Sunday, July 29, 2007

Writing without Pencils

In 2003 I read this BBC article on teaching children to write using computers, rather than pencils and paper. I haven't heard much about the practice since, but following a conversation with my mother (an ex-primary school teacher) on how myself and my brothers and sisters learned to read and write, I became interested in it again.

In Norway, 18 schools decided to teach children how to write just by using PCs. So instead of spending hours and hours being taught how to draw the 26 letters of the alphabet using one hand, the children are taught how to type using all ten fingers. This makes the act of writing a lot easier for children.

Arne Trageton, the associate professor in education at Stord/Haugesund College says he is not opposed to handwriting. But points out that in the 'real' world, hardly anyone writes by hand anymore. Yet in our schools small children are forced to handwrite at a time when it is a challenge to their developing motorskills.

Traditional hand-writing skills are taught in the Norwegian schools - but they are introduced at the age of 8, when the children pick the skill up much more quickly.

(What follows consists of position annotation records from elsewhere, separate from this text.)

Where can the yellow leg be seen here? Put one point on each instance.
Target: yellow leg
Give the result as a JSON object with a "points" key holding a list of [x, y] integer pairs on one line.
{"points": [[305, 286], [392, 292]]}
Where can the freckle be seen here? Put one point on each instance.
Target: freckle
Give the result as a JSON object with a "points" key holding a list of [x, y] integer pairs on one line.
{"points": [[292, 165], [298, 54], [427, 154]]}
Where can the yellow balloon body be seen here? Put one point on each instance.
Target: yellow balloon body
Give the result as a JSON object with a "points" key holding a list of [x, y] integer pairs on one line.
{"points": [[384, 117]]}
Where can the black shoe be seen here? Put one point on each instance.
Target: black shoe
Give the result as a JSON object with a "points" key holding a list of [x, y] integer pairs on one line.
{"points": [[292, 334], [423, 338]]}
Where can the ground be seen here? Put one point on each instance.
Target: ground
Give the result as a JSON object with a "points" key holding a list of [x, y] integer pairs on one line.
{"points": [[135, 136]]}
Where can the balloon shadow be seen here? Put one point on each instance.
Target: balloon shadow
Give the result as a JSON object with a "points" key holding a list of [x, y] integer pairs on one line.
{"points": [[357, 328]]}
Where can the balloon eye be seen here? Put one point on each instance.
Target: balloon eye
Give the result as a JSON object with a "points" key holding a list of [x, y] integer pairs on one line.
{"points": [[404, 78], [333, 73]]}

The director of the school district, Vidar Aarhus, describes the practice as 'learning by playing' and believes that the children become better writers because they avoid 'technical difficulties' of mastering the physical act of writing.

Handwriting still matters in today's school system. Despite the fact that most pupils will graduate into a world where the occasional scribbled post-it note is likely to be the most they will have to hand-write, they must take exams by hand. Research has shown that pupils with faster handwriting get better exam results. The researchers who discovered this have recommended that we teach handwriting throughout school. Why? Why not teach children the keyboard skills they're going to need - the skills that will give them an advantage in the 'real' world? And why not let them take exams by PC?

But back to Writing without Pencils. I really like the idea that children can spend time becoming creators at an early age, rather than consumers. And instead of making small children sweat over recreating a legible 'q', you can free them to explore creating words and sentences, to expressing themselves.

Has anyone experienced this method of teaching a child to write?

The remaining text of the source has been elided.